Food exports were valued at about £1.6 billion – a rise of 15% (£214m), with fish and seafood accounting for £944m, up 23% from 2016. Exports of farmed salmon were worth £600m, a 35% increase on 2016.
Exports of food to Europe were worth £1.1 billion after an increase of 13%, or £125m.
Scotch whisky exports also increased by around £356 million compared to 2016.
Rural Economy Fergus Ewing said: “Scottish food and drink exports are at an all-time high – with world-renowned Scottish goods like salmon and whisky being consumed across the globe at record levels. That’s due in part to sectors working together to sell our remarkable products, and creating or enhancing our national brands.
“The statistics highlight the importance of the EU single market to our food and drink success, with the EU buying more than 40% of our produce. The continuing uncertainty surrounding the UK Government’s Brexit plans, and the prospect of losing tariff-free access to that market would be potentially devastating for our food and drink industry.
“Confirmation by the UK Government that it wants devolved powers over food labelling to transfer to them creates further risk and uncertainty, when much of our success depends on our ability to market Scottish produce and provenance effectively. That’s potentially a huge problem in the long term to our food and drink sector, who share our ambition for further expansion, and to protect our national brands [with EU Protected Food Name status].
“The Scottish Government is doing all we can to support the growth of food and drink exports: working with key sectors to develop new and existing markets, boosting innovation and skills, and supporting Scotland’s local producers via business rates exemptions and grants for example.”

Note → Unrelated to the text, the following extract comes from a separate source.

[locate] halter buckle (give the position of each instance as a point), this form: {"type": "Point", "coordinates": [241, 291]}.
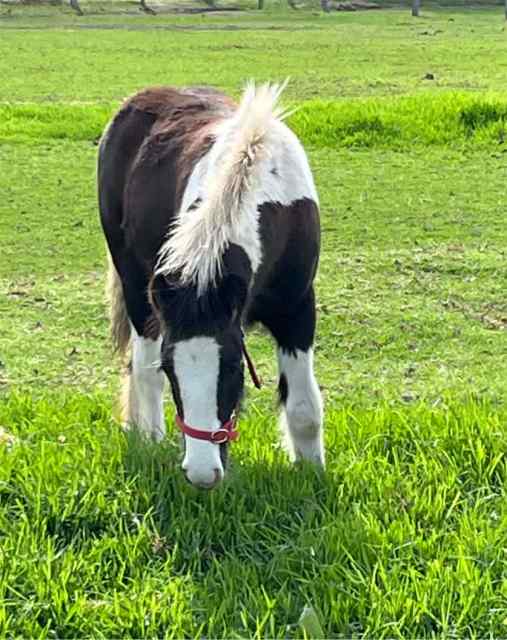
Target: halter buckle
{"type": "Point", "coordinates": [220, 436]}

Susan Beattie, head of food and drink at Scottish Development International, said: “The Scotland Food and Drink Export Plan brings together SDI and trade association resources to help companies access opportunities in our top prospect markets.
“This includes a team of in-market specialists who are opening doors for Scottish companies with retailers and foodservice organisations, so we’re anticipating a continuing increase in food and drink exports over the next few years.”
James Withers, chief executive of Scotland Food & Drink said: "The world is increasingly developing a taste for Scottish produce. A few years ago, reaching £6 billion in annual export sales was just an ambition. However, industry leadership and a crucial partnership with government has made it a reality.
"It is particularly important to see our food exports increasing in Asia and North America, following in the footsteps of our number one export, Scotch whisky, which is firmly back into its growth phase. However, Europe remains the top destination for many of our products, emphasising the need for a Brexit process which protects this vital trade.
"Sales of Scottish food have now risen more 130% in a decade, but we have greater potential still. Our industry has an ambition to double the value of its sales overseas and in our home market to £30 billion by 2030. Today marks an important step along that road.”